Kiss Me Quick, And Then Keep Doing It
First, I’m going to go over a list of don’ts. Shocking as it is, I have experienced all of these with men over 30. I am submitting this list as a public service.
What Absolutely NOT to do:
Tip 1: Slobber. Always Something There To Remind Me
Make sure to cover the whole bottom half of the girl’s face with an even layer of your spit. Imagine a dotted line from ear to ear, across her nose, then reaching down to her chin, and try to cover that whole area. Hormones are tricky things, and you don’t want to walk away from this adventure without her being able to smell your lunch on her upper lip.
Tip 2: Don’t forget to cover every tiny detail of the mouth with your tongue! Ever!
Nobody wants to think about the worst case scenario, but a real modern lothario is going to have to accept the possibility that some of his conquests may go missing or die. How can you help? Well, think of every kissing session as an opportunity to take in information. If you’ve spent some time getting hot and heavy and you could not assist the police in making a detailed plaster cast of the inside of “the victim’s” mouth, you’ve wasted everyone’s time. Touch every tooth with your tongue. Now, do it again. Make notes. Try to see how far you can get it down her throat.
Tip 3: Strangle Hold Hands
It’s well known that there’s nothing that makes a girl feel safer and more cared for than when someone, preferably James Franco, softly caresses her cheek, then gently cradles her face in his hands to kiss her. Now, imagine how much better she’d feel if imaginary James Franco had his hands loosely but solidly around her throat!
Tip 4: Hickeys
Hickeys serve a lot of purposes. For one, they are marking your territory, like a dog pissing on a tree. For second, if you are judicious about the size and location of your hickeys, they can protect your property because you’ve marked a pretty girl in a hideous manner. If you are dating a particularly naive girl, she may form the impression that you are a sexy vampire, a la “Edward.” How exciting for everyone! I once saw a Dunkin’ Donuts employee in Plano, TX who was wearing a temporary turtleneck of hickeys, covering him from his jawline down into his uniform, and although it was nauseating, I thought, “Well, at least somebody loves him.” It may have been a series of unfortunate birthmarks. What am I, a scientist?

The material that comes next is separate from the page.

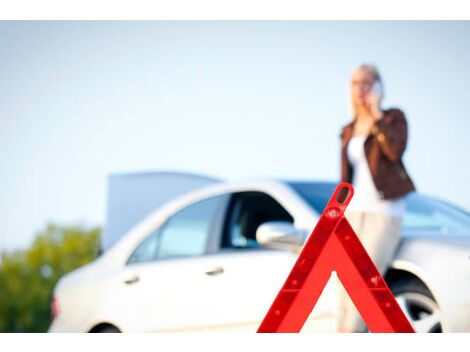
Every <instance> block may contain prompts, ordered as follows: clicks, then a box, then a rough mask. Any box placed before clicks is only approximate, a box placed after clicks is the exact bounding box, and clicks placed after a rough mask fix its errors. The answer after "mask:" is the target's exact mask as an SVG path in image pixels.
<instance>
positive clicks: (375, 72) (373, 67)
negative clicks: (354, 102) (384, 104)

NOW Here’s How to ABSOLUTELY Freshen Up KISSING:
The lips are the most publicly available erogenous zone. Kissing involves all the senses, we’re communicating by touch and smell, and even with pheromones, those weird, invisible strings that draw us together. Kissing is a kind of magic, and it doesn’t get enough attention.
Mirror Man:
Kissing is something that two people do together, so try not to be too dominant or submissive. It’s a give-and-take, so feel where your partner is and try to match it. Mirror their pressure, rhythm, and frequency.
Change it Up:
Build up to crescendos, adding pressure and urgency, then take it slow and gentle. Remember that closed-mouth kisses can be both incredibly tender and sensual, mix them in with, as we used to say, “Frenching”. Make variations in your method until your partner thinks you’ve been kissing other people, and then say no, Virginia told me to do it, and then they’ll say who the hell is that? Now you’re fighting, and we all know how erotic that can be!
Take Your Time:
Too often as adults, kissing is given a short shrift as we gallop towards intercourse, but we forget what an important part of foreplay it is. Remember when you were a teenager, and you’d kiss until your mouth was chapped and your eyes were out of focus, just making out in a dark corner until an authority figure found you? Remember how fun that was? Let your partner know you’re going to stop at first base for fifteen or twenty minutes before you continue with more foreplay. Set a timer on your phone. It won’t get boring, it’ll just make you more excited to hit the bedroom!